Dopo gli interventi di restauro, finanziati dalla Repubblica d'Armenia e realizzati in collaborazione tra il Ministero dell'Interno - FEC, la Prefettura e la Soprintendenza ai Beni Architettonici, Paesaggistici, Storici, Artistici ed Etnoantropologici di Napoli, oggi le opere d'arte del chiostro della Chiesa di San Gregorio Armeno sono state restituite ai cittadini e ai numerosi turisti.
La Chiesa, capolavoro architettonico che fa parte dell'inestimabile patrimonio del Fondo Edifici di Culto, profondamente radicata nella tradizione partenopea, è uno dei simboli più conosciuti della città di Napoli.
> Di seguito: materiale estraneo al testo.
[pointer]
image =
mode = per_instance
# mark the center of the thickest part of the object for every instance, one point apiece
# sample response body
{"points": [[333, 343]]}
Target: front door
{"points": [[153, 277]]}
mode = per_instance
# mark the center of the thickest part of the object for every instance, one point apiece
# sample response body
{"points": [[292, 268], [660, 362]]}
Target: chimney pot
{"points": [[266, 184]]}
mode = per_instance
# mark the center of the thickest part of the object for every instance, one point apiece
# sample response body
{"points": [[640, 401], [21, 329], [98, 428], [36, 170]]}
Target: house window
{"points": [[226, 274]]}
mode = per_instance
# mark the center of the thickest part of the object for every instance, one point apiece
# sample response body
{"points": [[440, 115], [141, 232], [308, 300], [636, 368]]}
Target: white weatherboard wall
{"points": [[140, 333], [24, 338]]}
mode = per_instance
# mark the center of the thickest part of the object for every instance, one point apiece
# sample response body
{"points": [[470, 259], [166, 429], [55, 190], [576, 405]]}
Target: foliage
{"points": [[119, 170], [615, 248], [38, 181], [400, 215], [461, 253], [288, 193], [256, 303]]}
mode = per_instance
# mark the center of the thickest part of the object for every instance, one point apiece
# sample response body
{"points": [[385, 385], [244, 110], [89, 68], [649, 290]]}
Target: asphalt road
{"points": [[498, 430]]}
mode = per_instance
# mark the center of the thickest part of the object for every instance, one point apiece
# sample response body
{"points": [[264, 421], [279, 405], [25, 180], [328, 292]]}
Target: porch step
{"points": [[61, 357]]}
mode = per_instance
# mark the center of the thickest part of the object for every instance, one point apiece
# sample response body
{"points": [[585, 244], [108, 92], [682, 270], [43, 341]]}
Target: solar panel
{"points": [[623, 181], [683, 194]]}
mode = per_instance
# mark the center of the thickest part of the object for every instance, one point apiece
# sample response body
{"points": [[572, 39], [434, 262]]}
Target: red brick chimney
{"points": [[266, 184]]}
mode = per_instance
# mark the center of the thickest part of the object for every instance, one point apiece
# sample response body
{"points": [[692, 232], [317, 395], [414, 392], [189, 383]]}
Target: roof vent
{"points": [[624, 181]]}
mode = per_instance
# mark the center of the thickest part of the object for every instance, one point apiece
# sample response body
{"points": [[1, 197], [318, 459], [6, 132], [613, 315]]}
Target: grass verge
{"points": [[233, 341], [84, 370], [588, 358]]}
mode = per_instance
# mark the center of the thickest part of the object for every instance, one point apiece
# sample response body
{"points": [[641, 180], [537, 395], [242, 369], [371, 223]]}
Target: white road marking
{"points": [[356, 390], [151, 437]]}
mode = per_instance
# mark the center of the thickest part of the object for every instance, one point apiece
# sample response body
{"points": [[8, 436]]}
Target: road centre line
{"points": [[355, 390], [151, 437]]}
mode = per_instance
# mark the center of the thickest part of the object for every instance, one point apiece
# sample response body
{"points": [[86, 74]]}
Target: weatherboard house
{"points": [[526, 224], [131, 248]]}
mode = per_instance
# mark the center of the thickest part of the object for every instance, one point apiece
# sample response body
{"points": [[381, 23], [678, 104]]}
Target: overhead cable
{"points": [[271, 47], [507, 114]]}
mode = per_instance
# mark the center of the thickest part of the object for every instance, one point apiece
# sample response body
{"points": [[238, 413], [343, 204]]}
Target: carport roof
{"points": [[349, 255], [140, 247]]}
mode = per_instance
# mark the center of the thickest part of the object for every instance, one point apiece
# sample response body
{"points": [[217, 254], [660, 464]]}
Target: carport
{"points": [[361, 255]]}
La fontana in marmo del XVIII secolo, l'esedra e le statue di Cristo e della Samaritana di Matteo Bottiglieri sono tornat
e agli antichi splendori grazie all'opera meticolosa degli specialisti restauratori della scuola napoletana
La cerimonia inaugurale ha visto la presenza del Presidente della Repubblica d'Armenia, Serzh Sargsyan, del Prefetto Mario Morcone - Capo Dipartimento libertà civili e immigrazione del Ministero dell'Interno - del Prefetto di Napoli, Gerarda Maria Pantalone, e del Sindaco di Napoli, Luigi de Magistris.
Un momento di particolare intensità religiosa si è vissuto durante la funzione presieduta dalle Santità della Chiesa apostolica armena con la partecipazione di S.E. Arcivescovo di Napoli, Cardinale Crescenzio Sepe, nella quale è stata restituita al culto la reliquia di San Gregorio Armeno.